Repository files navigation

Setup

  1. install Quartus version 18.1 (can be later, but you may need to upgrade ip)
  2. install matlab and then create an alias for the executible in your bashrc file of the form: matlab="path/to/matlab/executible/"
  3. run ./setup_env.sh from the repository root directory
  4. reload shel and new functions using bash command "exec bash".
  5. run function "matlab_path_setup"
  6. you are all set to start generating data.

Hardware

Contains the FPGA hardware for the system.

top subdir

Directory contains all projects used for research.

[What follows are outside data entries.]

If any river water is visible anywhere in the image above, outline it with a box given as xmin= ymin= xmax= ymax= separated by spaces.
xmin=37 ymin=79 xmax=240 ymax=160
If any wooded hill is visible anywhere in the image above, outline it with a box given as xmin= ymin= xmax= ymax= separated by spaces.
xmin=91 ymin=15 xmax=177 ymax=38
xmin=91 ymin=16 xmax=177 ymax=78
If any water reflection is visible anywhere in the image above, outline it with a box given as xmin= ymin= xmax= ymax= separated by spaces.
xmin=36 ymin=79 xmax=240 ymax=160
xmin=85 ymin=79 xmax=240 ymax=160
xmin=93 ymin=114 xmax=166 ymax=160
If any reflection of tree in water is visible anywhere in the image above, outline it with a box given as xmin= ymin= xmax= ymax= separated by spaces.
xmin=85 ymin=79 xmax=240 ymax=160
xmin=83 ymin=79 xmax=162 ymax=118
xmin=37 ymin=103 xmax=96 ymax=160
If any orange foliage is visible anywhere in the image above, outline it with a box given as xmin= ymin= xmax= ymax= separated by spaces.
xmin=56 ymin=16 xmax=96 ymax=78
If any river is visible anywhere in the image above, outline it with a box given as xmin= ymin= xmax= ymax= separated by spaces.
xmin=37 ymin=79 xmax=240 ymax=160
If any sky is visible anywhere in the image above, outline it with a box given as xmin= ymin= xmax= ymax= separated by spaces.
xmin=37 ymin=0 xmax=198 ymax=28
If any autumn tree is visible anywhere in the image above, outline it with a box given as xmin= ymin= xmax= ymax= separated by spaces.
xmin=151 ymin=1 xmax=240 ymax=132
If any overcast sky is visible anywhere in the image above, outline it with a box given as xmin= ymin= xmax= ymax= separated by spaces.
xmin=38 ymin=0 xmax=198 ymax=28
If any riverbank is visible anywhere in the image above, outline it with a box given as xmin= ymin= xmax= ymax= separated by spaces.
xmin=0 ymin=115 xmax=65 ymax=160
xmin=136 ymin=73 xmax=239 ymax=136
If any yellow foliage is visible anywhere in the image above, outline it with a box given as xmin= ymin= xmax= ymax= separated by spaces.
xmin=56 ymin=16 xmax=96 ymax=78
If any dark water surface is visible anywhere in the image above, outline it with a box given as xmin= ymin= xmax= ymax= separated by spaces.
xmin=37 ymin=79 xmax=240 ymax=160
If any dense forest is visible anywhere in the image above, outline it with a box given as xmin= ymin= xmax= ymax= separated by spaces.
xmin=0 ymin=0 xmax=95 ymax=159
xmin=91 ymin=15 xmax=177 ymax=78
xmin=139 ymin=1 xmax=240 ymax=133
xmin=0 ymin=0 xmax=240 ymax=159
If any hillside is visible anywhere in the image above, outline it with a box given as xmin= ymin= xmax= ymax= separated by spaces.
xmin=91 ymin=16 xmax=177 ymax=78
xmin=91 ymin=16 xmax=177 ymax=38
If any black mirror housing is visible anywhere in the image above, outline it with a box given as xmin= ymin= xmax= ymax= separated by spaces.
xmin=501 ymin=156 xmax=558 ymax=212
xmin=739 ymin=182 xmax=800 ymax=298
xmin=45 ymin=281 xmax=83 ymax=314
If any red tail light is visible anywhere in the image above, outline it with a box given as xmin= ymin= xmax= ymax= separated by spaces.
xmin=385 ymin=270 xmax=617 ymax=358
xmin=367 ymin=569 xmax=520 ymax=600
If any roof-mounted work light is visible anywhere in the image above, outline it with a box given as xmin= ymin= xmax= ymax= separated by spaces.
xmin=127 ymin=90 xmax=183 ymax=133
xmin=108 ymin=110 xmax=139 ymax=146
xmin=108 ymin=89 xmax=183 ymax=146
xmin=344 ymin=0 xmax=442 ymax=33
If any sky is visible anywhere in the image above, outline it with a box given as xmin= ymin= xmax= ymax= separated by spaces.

The only difference between any of the projects is the top.h located in the include subdirectory of a project directory. This file allows one to specify:

  1. the number of cache levels (1 or 2).
  2. individual set associativity for each cache (2-way 4-way, 8-way, 16-way or fully associative)
  3. individual cache replacement policy for each cache
  4. individual capacity of each cache
  5. the bitwidth of the lease value register and the bitwidth of long lease percentage

You can modify other things, but you probably will not need to do so and it will require you to have changed other files as well. Once changes are made, project will have to be recompiled in order for things to take effect. SOF files for each project have been uploaded to the repo, so you do not need to compile first before generating data.

Projects

  • system_fa_dynamic_lease_multi_level

    Project is setup for the multi-level lease cache system. For the multi-level lease cache, the sampler table has only 64 entries compared to 256 for the other projects on account of resource constrains, so you probably want to sample using the multi-level PLRU cache system to get samples for multi-level.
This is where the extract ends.